Las armas

Primer capítulo de Las armas (Agua viva ediciones, 2021).

 

I

 

Los cazadores caminaban con borcegos, se movían con la paciencia de quien tiene la certeza de estar por ejecutar una obra programada. Y los pastos se inclinaban en una reverencia.

            Los sacos pesaban como un cargamento. Tenían bolsillos grandes y dentro de ellos los estuches de las balas y de los cartuchos.
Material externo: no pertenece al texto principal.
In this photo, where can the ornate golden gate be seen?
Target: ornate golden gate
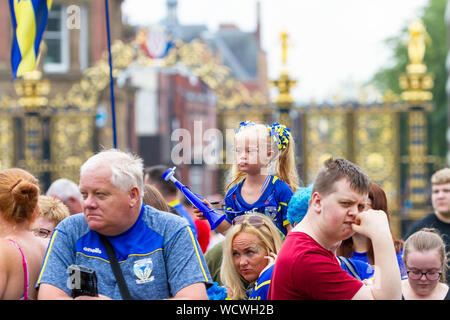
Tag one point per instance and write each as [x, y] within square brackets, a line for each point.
[52, 136]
Los colores estaban antes en la tierra y después se pasaban a la tela, como si los cazadores formaran parte de la brutalidad del paisaje, como si en ese acto de vestir los cuerpos de los hombres estuviese su verdadero fin que era dejar de ser un disfraz para mostrarles quiénes eran.

            Los disparos rompían con el silencio que tienen los cielos espesos marginados del tiempo por la distancia. El silbido de la bala rajando el aire atravesaba la niebla y la memoria. Igual a los teros que armaban el vuelo chillando, mi pensamiento se iba hacia otros rincones.

            Había en mi infancia un oso rojo sentado al lado mío en un auto armado por sillas de caño que estaban oxidadas en el patio. Acostaba cada una en el suelo y las amontonaba para que formaran el cascarón de un auto. Las charlas con el oso eran sobre los viajes que haríamos y las ciruelas que manchaban las veredas podían ser nieve o arena según la ruta que tomáramos. Le contaba al peluche, que tenía mi altura, la historia detrás de la rodilla raspada. Una siesta me había trepado por los huecos de los ladrillos del tapial, me convencí de mi equilibrio, incorporé el cuerpo hasta pararme. Con un brazo me prendí de la rama del ciruelo de Arnoldo que se asomaba siempre tupido de frutos a mi patio, con el otro tironeaba las ciruelas para comerlas. No vi el panal atrás del jazmín de mi mamá. Las abejas me atosigaron. Después vino la herida, algo blanco abierto entre la sangre. Hoy ya no tengo ni juguetes ni salidas al campo con el ruido de las armas, pero me casé dos veces, casarme me devolvió al entorno agreste de las cacerías que hacían los hombres de mi familia. Dejaban de ser el padre, el hermano, el abuelo o el padrino y se convertían en el traje. Eran cazadores. Cuando tenía dieciocho años me quedé embarazada. Pensar en “quedar” como por el toque de una varita mágica y no por el acto que esconde, me salvó de volver a revisar el ritual animal de la saliva chorreando en el borde del lóbulo de la oreja, del rumiar de lo que sale entre los dientes que no llega a traducirse, de las extremidades enredadas como trepando por el aromito cuando crece el arroyo y las rastreras envuelven los troncos.Y del agua que te llega hasta el cogote.Y de la asfixia del grito del último aire saliendo como si se empezara otra vida, y se acabara la propia.

            Me dejé llevar al altar del brazo de mi padre. Me dejé entregar al otro brazo cubierto de pelos negros enrulados que también odiaba. En la puerta de la iglesia, dos amigas con los jeans rotos fueron a verme y a dejarme grabadas sus imágenes para siempre. Era el fin del año dos mil y yo no volvería a ser joven nunca más.